Kegiatan AYIC tahun 2022 merupakan kegiatan yang keenam, dimana tahun 2017 dilaksanakan di Jombang, Jawa Timur, tahun 2018 di Yogyakarta dan Bali, tahun 2019 di Jakarta dan Lombok serta tahun 2020 dan 2021 dilaksanakan secara hybrid di Jakarta.
AYIC merupakan implementasi ASEAN Declaration on Culture of Prevention for a Peaceful, Inclusive, Resilient, Healthy and Harmonious Society yang diinisiasi oleh Indonesia dan menjadi kegiatan tahunan ASEAN. Deklarasi ini menekankan pada pendekatan berbasis masyarakat (upstream approach), sehingga manfaat ASEAN dapat dirasakan di tataran akar rumput, serta dapat berkontribusi terhadap terciptanya perdamaian dan kestabilan kawasan.

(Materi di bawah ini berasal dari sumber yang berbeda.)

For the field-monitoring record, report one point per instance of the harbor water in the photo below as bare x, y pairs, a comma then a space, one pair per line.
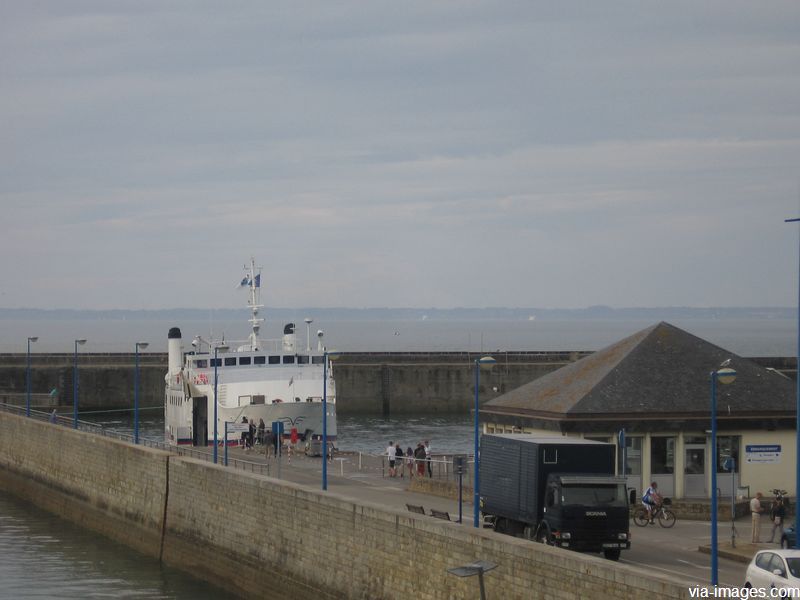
43, 556
69, 562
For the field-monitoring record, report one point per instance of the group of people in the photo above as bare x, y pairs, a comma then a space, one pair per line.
254, 434
777, 514
412, 460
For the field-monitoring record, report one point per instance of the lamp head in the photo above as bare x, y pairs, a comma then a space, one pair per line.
486, 362
725, 375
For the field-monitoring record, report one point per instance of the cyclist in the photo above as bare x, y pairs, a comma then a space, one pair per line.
651, 499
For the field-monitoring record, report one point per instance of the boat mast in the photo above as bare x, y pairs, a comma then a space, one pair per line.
254, 302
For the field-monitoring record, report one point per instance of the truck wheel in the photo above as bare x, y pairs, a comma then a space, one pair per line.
640, 517
543, 534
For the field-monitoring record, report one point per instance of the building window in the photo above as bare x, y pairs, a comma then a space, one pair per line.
727, 447
633, 456
662, 455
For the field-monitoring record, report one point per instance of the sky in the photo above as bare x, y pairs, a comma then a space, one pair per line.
399, 154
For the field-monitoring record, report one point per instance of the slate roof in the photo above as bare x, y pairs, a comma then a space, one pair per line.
658, 372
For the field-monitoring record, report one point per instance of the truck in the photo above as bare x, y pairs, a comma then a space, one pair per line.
555, 490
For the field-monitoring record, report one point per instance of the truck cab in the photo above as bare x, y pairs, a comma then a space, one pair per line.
586, 513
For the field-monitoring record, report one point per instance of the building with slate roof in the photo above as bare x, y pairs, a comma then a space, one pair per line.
656, 386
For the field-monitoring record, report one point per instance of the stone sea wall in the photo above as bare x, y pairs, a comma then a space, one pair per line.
263, 537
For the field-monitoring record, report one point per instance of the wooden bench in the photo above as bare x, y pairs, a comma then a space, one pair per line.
416, 509
440, 514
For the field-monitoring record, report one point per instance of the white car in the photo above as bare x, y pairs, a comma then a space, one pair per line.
770, 569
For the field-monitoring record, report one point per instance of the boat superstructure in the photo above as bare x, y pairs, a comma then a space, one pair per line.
269, 380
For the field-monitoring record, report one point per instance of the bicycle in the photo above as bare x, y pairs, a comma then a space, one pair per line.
666, 518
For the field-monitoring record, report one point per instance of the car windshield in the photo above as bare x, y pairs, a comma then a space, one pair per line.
612, 494
794, 565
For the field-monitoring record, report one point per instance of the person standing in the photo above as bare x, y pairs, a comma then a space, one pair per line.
777, 514
391, 454
398, 452
419, 457
269, 442
755, 511
428, 457
410, 461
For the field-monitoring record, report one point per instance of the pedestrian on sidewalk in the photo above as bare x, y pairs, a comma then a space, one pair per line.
777, 514
391, 454
410, 462
419, 457
428, 457
755, 511
398, 454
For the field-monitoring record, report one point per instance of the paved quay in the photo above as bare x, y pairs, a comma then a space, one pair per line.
365, 478
359, 476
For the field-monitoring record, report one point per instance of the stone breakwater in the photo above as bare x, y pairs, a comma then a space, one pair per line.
260, 536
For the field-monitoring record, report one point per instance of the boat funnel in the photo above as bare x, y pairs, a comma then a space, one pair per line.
289, 339
174, 350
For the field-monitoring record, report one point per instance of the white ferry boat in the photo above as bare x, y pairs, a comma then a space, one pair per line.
269, 380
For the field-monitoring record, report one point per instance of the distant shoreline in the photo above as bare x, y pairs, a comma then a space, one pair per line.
355, 314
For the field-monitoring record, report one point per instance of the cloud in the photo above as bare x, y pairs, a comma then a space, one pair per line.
454, 154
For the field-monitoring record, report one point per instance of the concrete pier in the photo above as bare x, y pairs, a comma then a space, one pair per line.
382, 383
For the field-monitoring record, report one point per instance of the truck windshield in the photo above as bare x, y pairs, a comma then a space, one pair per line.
611, 494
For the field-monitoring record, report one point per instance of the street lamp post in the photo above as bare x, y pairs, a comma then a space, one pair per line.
141, 345
28, 378
217, 348
328, 355
79, 342
724, 375
797, 404
486, 363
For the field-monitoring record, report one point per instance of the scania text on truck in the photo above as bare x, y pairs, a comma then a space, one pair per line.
559, 491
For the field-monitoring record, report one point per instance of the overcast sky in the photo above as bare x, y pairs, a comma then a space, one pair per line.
401, 154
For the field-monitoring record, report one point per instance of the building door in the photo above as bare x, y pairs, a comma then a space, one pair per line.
694, 471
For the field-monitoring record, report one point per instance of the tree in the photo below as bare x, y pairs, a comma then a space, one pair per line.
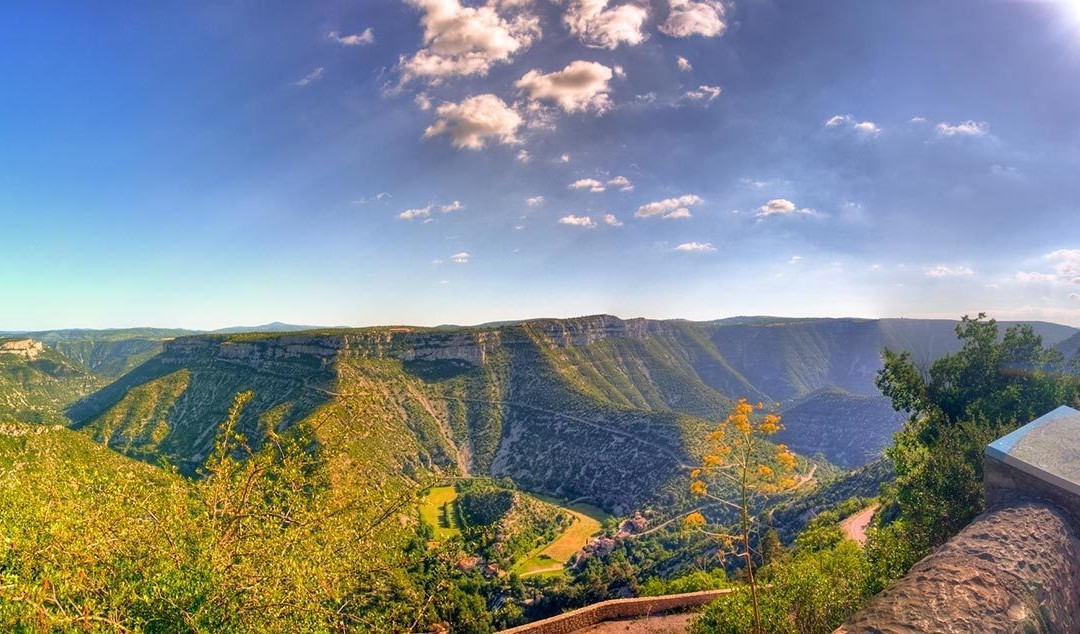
994, 383
739, 456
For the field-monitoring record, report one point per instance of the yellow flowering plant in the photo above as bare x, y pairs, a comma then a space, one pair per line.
736, 454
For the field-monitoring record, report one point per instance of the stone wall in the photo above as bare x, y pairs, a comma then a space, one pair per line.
619, 608
1015, 567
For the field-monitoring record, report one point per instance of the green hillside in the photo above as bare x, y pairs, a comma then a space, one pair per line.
37, 382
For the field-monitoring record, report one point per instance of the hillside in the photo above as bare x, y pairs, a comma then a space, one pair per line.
597, 407
37, 382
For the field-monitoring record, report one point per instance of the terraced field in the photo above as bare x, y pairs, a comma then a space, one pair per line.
549, 558
436, 509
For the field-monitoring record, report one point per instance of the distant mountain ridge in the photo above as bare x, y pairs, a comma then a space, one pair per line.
597, 406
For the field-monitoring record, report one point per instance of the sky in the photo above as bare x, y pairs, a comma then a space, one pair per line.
463, 161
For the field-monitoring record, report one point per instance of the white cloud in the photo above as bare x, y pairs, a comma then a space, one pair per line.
706, 93
606, 28
867, 127
694, 17
696, 247
590, 184
621, 183
670, 208
417, 213
944, 271
310, 78
467, 40
472, 122
366, 37
1067, 265
578, 221
781, 206
379, 197
581, 85
1034, 278
966, 129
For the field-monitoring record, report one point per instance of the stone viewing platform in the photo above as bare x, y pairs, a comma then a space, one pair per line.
1015, 567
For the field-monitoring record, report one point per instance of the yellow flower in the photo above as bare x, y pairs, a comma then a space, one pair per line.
694, 520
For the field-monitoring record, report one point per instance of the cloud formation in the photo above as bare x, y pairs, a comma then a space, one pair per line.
606, 28
966, 129
417, 213
847, 121
366, 37
781, 206
467, 40
476, 120
580, 86
584, 221
703, 93
670, 208
945, 271
696, 247
590, 184
310, 78
693, 17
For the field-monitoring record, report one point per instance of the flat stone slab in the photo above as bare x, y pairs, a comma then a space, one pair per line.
1047, 448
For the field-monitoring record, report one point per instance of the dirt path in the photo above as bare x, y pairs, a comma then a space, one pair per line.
855, 525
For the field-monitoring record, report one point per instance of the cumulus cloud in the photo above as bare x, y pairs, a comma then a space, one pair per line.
578, 221
310, 78
693, 17
590, 184
847, 121
670, 208
606, 28
366, 37
966, 129
474, 121
467, 40
1035, 278
703, 93
581, 85
781, 206
417, 213
696, 247
945, 271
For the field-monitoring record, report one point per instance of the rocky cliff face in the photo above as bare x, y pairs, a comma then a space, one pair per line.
24, 348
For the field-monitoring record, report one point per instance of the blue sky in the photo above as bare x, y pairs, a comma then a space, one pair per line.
451, 161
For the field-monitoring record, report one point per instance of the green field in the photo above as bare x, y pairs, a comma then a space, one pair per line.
549, 558
436, 509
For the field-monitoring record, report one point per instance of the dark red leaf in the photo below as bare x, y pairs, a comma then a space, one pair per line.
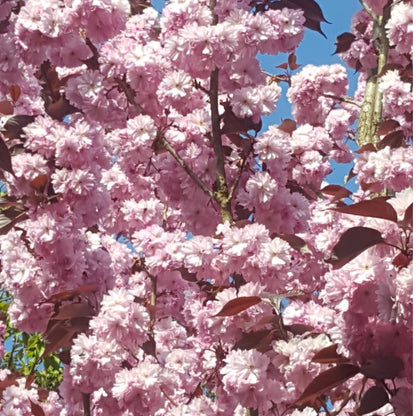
292, 62
343, 42
336, 191
56, 337
374, 208
408, 215
5, 157
250, 340
15, 92
233, 124
39, 182
387, 126
329, 355
235, 306
352, 243
6, 108
326, 381
9, 380
283, 66
382, 368
394, 140
288, 125
369, 147
297, 243
374, 398
74, 310
36, 409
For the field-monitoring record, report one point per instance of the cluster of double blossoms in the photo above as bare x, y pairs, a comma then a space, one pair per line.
111, 178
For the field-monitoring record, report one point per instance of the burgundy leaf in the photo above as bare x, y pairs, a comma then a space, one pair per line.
6, 108
374, 398
336, 191
74, 310
369, 147
5, 157
15, 92
408, 215
250, 340
326, 381
352, 243
329, 355
394, 140
343, 42
374, 208
235, 306
382, 368
36, 409
288, 125
387, 126
292, 62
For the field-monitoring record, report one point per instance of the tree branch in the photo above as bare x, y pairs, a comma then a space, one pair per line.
164, 142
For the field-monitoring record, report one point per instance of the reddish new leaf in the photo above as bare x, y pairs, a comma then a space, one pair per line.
6, 108
336, 191
374, 208
329, 355
250, 340
288, 125
15, 92
343, 42
352, 243
382, 368
408, 215
394, 140
5, 157
292, 62
387, 126
235, 306
74, 310
374, 398
36, 409
326, 381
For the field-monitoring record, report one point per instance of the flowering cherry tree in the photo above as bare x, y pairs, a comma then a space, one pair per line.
160, 255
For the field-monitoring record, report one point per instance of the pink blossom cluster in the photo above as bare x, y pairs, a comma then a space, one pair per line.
122, 209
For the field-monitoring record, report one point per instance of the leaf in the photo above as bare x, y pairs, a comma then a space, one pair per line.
374, 398
329, 355
6, 107
10, 217
336, 191
249, 340
387, 126
39, 182
394, 140
288, 126
292, 62
369, 147
297, 243
343, 42
235, 306
382, 368
234, 124
408, 215
15, 92
5, 157
74, 310
352, 243
374, 208
36, 409
326, 381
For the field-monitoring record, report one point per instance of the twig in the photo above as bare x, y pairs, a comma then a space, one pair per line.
344, 99
164, 142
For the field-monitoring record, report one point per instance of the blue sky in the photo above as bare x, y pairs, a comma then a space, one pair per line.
318, 50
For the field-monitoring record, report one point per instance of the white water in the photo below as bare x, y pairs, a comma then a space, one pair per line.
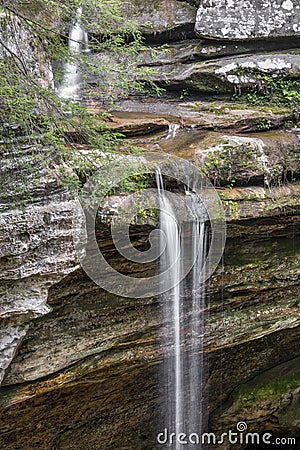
183, 316
78, 43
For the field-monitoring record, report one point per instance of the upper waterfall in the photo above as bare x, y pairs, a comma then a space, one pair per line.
78, 43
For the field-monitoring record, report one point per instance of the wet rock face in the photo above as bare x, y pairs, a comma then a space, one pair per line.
162, 19
225, 75
248, 19
36, 249
22, 43
90, 367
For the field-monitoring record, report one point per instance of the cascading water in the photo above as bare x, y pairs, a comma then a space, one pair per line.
173, 128
78, 43
183, 317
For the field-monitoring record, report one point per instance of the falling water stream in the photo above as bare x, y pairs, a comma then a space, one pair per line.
183, 318
78, 43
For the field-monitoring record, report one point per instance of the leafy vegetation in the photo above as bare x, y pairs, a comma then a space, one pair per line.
272, 91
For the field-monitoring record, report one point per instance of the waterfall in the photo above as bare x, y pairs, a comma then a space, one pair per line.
78, 43
173, 128
183, 318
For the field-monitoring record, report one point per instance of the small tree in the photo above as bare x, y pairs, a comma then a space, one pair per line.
30, 109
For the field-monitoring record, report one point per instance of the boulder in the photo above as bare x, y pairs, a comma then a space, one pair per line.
163, 20
248, 19
228, 74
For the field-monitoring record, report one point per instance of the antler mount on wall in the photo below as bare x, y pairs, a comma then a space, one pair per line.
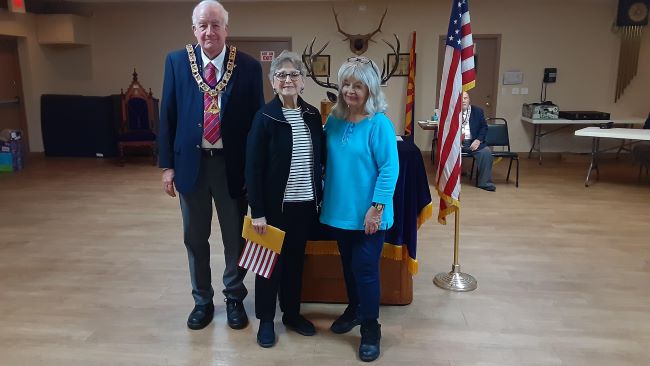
359, 42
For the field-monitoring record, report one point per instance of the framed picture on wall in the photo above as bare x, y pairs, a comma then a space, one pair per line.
320, 66
402, 67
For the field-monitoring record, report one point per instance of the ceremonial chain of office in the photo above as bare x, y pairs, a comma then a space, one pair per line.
205, 88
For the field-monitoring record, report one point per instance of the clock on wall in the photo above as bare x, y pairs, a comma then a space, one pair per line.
632, 13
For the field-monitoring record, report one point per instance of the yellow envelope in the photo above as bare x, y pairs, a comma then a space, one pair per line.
272, 239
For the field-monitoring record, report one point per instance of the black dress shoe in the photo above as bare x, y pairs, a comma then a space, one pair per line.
266, 334
200, 316
345, 322
491, 188
237, 318
370, 336
299, 324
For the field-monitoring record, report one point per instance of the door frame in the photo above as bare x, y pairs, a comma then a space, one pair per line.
495, 89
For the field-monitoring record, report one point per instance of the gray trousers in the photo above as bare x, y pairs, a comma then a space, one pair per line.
196, 208
484, 161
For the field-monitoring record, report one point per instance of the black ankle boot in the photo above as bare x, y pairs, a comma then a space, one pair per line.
370, 336
346, 321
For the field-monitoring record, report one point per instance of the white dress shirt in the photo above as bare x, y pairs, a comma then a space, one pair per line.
218, 64
464, 120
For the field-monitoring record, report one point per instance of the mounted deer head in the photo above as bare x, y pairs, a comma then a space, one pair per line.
309, 56
358, 42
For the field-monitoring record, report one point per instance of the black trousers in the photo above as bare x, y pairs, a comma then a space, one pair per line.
297, 220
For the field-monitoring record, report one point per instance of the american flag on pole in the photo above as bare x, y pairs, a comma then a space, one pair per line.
261, 251
458, 75
258, 259
410, 93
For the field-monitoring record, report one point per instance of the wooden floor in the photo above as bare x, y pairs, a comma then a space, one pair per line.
93, 272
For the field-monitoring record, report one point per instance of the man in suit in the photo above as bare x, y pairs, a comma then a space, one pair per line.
473, 133
210, 95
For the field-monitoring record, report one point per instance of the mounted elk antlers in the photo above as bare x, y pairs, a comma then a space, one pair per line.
309, 56
358, 42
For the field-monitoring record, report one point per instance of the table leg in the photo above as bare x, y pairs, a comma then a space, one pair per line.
593, 165
537, 142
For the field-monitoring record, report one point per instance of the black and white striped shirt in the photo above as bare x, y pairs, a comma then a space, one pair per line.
299, 185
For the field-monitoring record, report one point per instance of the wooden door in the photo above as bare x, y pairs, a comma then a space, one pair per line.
12, 110
487, 51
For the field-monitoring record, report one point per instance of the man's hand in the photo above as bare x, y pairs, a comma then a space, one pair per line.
259, 224
475, 144
168, 182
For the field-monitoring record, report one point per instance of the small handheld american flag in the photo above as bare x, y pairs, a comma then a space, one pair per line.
261, 251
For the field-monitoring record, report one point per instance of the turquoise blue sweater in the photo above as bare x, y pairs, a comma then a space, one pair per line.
362, 167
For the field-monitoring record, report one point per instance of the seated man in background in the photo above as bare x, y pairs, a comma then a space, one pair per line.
473, 132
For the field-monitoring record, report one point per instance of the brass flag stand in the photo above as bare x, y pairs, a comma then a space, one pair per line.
455, 280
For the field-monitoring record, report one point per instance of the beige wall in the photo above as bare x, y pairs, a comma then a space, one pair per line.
574, 36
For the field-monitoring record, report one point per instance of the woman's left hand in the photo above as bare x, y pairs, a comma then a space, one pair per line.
372, 220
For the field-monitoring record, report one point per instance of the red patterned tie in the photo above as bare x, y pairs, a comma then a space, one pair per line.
211, 121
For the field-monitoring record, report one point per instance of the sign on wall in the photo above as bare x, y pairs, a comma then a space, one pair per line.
267, 56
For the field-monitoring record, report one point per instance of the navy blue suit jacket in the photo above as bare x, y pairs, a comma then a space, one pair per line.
181, 118
478, 125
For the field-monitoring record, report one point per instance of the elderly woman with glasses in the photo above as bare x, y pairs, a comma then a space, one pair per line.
360, 177
283, 179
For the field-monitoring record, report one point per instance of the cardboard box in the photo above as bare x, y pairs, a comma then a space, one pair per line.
13, 156
6, 162
323, 281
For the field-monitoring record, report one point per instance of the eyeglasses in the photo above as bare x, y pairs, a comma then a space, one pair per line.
364, 60
282, 76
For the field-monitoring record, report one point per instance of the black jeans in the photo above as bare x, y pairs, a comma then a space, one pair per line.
360, 255
297, 220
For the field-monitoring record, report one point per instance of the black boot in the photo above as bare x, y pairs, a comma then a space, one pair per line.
370, 336
346, 321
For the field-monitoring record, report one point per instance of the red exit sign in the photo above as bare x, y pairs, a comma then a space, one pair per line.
17, 6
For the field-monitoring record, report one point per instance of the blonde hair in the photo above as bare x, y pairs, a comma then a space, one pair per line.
366, 71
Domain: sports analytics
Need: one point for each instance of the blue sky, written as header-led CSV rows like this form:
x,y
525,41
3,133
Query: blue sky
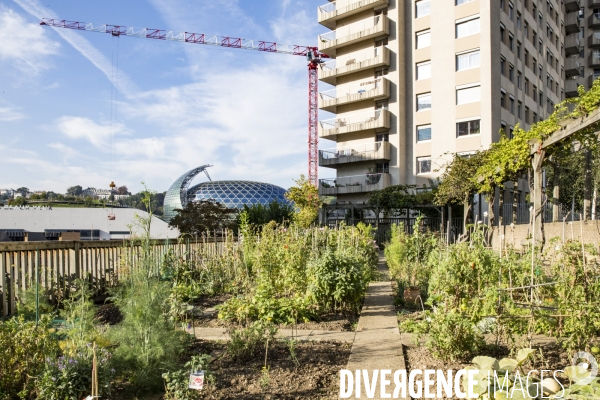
x,y
166,107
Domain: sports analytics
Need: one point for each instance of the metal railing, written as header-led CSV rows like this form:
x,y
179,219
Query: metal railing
x,y
351,119
350,29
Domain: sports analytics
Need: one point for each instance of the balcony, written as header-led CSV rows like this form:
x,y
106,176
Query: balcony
x,y
331,12
377,151
571,23
572,67
571,5
369,28
594,40
354,184
354,62
357,122
571,86
376,89
594,59
572,45
593,21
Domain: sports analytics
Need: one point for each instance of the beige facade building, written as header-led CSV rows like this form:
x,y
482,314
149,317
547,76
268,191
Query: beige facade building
x,y
417,81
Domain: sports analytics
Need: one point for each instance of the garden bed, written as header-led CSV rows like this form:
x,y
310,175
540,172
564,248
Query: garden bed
x,y
313,376
417,356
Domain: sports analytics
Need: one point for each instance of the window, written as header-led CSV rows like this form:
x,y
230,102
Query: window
x,y
423,133
467,28
467,60
466,128
423,165
469,94
423,8
423,101
423,39
382,137
424,70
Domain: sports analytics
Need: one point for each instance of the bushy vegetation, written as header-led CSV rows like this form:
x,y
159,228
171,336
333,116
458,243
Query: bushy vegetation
x,y
278,273
471,291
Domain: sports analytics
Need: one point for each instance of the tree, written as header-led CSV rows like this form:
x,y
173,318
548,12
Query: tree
x,y
75,191
459,183
259,214
305,196
205,215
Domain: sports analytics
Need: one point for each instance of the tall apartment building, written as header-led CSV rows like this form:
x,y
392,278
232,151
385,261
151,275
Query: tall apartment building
x,y
419,80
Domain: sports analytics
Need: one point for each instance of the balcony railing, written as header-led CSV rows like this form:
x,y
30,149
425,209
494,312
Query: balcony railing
x,y
572,23
358,31
354,184
571,5
572,67
375,89
331,12
571,86
594,59
572,44
354,123
354,62
357,153
593,21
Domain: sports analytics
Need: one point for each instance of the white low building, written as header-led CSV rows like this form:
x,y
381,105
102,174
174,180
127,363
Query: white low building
x,y
91,223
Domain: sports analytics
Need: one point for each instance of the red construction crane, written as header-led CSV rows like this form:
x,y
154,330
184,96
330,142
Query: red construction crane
x,y
312,54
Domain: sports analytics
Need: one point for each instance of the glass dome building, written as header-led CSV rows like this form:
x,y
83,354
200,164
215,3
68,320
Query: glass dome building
x,y
232,194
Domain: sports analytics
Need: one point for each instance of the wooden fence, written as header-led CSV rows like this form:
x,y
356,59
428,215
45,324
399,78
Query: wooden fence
x,y
57,264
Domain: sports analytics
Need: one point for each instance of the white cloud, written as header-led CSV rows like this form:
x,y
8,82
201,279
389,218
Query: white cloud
x,y
24,42
8,114
84,47
98,135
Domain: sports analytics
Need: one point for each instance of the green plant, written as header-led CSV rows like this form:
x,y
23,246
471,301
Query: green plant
x,y
70,377
24,348
249,342
177,382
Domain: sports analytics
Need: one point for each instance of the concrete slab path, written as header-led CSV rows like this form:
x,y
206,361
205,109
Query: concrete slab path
x,y
377,344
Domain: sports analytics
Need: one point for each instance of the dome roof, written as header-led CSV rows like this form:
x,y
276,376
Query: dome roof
x,y
236,194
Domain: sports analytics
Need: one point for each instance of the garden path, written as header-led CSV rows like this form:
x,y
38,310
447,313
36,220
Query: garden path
x,y
377,342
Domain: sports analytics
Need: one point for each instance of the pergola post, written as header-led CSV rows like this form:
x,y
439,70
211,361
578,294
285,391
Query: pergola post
x,y
538,229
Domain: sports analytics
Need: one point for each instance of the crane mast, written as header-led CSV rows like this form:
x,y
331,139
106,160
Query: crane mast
x,y
313,57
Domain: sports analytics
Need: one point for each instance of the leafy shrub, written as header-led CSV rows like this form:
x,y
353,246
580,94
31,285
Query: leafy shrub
x,y
248,342
453,336
177,382
70,377
24,348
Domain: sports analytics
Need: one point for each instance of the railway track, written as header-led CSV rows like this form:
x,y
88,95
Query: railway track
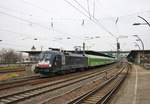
x,y
33,80
16,82
103,93
41,89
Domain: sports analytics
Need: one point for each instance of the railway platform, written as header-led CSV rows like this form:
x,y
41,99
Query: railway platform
x,y
135,89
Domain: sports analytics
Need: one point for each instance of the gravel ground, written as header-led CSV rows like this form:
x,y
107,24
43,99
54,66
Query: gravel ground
x,y
136,88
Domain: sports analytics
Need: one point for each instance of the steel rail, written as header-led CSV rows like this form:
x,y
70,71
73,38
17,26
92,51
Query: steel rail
x,y
93,91
22,95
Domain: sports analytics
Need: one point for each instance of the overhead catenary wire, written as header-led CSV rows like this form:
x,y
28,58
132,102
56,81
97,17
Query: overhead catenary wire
x,y
94,20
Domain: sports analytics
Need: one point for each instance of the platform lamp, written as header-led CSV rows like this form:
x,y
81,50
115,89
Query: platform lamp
x,y
142,43
137,45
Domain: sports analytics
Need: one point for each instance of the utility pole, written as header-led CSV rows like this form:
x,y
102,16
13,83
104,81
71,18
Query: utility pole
x,y
83,48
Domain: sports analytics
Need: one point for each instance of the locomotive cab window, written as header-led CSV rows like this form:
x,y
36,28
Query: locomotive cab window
x,y
57,61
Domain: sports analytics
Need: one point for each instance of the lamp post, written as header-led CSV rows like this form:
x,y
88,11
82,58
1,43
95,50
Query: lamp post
x,y
139,39
118,44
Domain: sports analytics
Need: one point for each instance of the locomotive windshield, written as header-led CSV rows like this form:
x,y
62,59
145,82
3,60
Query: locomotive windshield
x,y
45,56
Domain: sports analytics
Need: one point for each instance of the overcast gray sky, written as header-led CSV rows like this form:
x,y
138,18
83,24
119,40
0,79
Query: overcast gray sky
x,y
56,23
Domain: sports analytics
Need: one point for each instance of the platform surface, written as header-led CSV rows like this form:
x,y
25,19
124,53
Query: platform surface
x,y
135,89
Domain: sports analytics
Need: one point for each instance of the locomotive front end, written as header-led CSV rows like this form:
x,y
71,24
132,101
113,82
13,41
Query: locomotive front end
x,y
44,66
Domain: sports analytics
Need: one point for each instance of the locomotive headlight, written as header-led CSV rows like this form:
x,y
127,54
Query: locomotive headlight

AYIC 2022 diikuti oleh 30 pemuda dari tujuh negara anggota ASEAN yaitu Filipina, Indonesia, Kamboja, Myanmar, Singapura, Thailand, dan Vietnam. Mereka akan melakukan diskusi tentang keragaman dan berbagi pengalaman mewujudkan moderasi beragama, membangun toleransi, dan mewujudkan kebersamaan. Acara dilanjutkan dengan tour ke lokasi-lokasi sarana ibadah yang menjadi simbol keagamaan yang ada di Jakarta dan Semarang serta bertemu dengan tokoh-tokoh agama dan pemuda lokal.